In Hercules Alcestis makes the brave decision to die in place of her weak husband. Thus she is a character of pro-feminist strength whose husband owes his life to her selfless heroism. The strong woman making unrewarded sacrifices for her husband is the primary theme of the evening. Soon an alluring young female figure appears in a cream colored muslin dress, reclining provocatively on the bed. Later, the humble bar keep arrives, barely verbal, who sustains taunts from first Alecestis and later Hercules himself. The actors are consistently focused and committed and well cast. Luke Couzens plays Hercules as a driven yet flawed man and like Skendrou is a striking figure, in his case a tall young man with a muscular physique akin to those granite sculptures found in the Metropolitan Museum of Art. Rounding out the cast are astute supporting players Helena Farhi, Demetri Bonaros, and Luisa Alarcón.
The production utilizes its minimal scenery and black and white costumes well and the implementation of occasional film projections of the mother and child are particularly memorable. Film or video projections are often used to disorienting effect in contemporary theatre. Here, director Katsarou chooses to evoke nostalgia and intimacy, a sort of hybrid of mid-20th-century film auteurs such as French New Wave directors and Ingmar Bergman with their emphasis on intimate relationships shot in closeup. There’s even a sense of home moviemaking about them. Katsarou likewise employs lighting design to memorable effect, never distracting, always augmenting the action. The performance likewise highlights the literary provenance of the text by dividing the evening into chapters, with numbers and chapter titles projected onto the screen throughout the evening. The lighting is overall nuanced, as is the music.
Due to the narrative rich nature of classic Greek drama, much of the action occurs offstage, with characters recounting major events via monologue to generally potent impact. The dynamic staging renders these monologues captivating and compelling. One minor quibble is the decision to dim the lighting for Chapter 7, a lengthy monologue that has the effect of dulling the impact of an otherwise informative scene. More illumination or movement or both would doubtless render this scene more dynamic. The climactic scene featuring Hercules bursting onstage, breathless and bloodied, is lit like a Caravaggio painting, the better to highlight Couzens’ barechested musculature, slathered in stage blood, sweating and heaving. This scene renders the evening’s most memorable imagery.
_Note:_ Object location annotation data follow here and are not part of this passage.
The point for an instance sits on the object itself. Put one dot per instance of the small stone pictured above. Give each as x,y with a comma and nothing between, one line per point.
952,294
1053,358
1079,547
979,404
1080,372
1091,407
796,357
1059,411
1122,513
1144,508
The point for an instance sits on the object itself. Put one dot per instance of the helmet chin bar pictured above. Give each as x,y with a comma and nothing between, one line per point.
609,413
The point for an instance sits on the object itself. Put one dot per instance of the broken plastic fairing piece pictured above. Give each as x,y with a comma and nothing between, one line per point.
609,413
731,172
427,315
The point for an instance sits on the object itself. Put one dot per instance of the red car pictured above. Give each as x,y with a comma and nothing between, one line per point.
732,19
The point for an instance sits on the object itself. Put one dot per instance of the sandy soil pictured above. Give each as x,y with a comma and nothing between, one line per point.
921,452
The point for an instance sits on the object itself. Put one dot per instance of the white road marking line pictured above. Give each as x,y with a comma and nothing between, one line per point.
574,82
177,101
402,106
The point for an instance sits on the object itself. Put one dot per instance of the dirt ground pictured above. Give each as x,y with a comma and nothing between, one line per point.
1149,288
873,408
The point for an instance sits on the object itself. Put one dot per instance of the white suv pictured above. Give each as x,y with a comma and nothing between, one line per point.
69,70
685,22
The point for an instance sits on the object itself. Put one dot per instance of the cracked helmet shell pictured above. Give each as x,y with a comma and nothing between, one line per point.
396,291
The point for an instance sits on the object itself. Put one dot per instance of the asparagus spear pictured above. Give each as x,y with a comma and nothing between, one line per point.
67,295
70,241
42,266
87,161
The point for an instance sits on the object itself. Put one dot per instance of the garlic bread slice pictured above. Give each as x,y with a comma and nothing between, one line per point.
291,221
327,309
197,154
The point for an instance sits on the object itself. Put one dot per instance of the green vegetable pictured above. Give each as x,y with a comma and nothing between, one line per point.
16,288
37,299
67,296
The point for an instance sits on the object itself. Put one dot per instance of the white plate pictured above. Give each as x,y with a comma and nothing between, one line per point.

The creative team succeeds in synchronizing their various components effectively, with credit due to costume designer Marina Gkoumla, set designer Christos Alexandridis, lighting designer Christina Watanabe, composer Costas Baltazanis, and videographer Alex Agisilaou. Hercules offers a refreshing interpretation of a classical text in contemporary experimental terms yet its relatively minimal presentation manages to highlight the acting and otherwise eschew the decorative flourishes that often dazzle but seldom prove transportive. Katsarou is a master of restraint and this disciplined approach to Hercules expertly serves both the text and the actors.
Hercules: In Search Of A Hero is at the Abrons Art Center, 466 Grand Street, in New York City.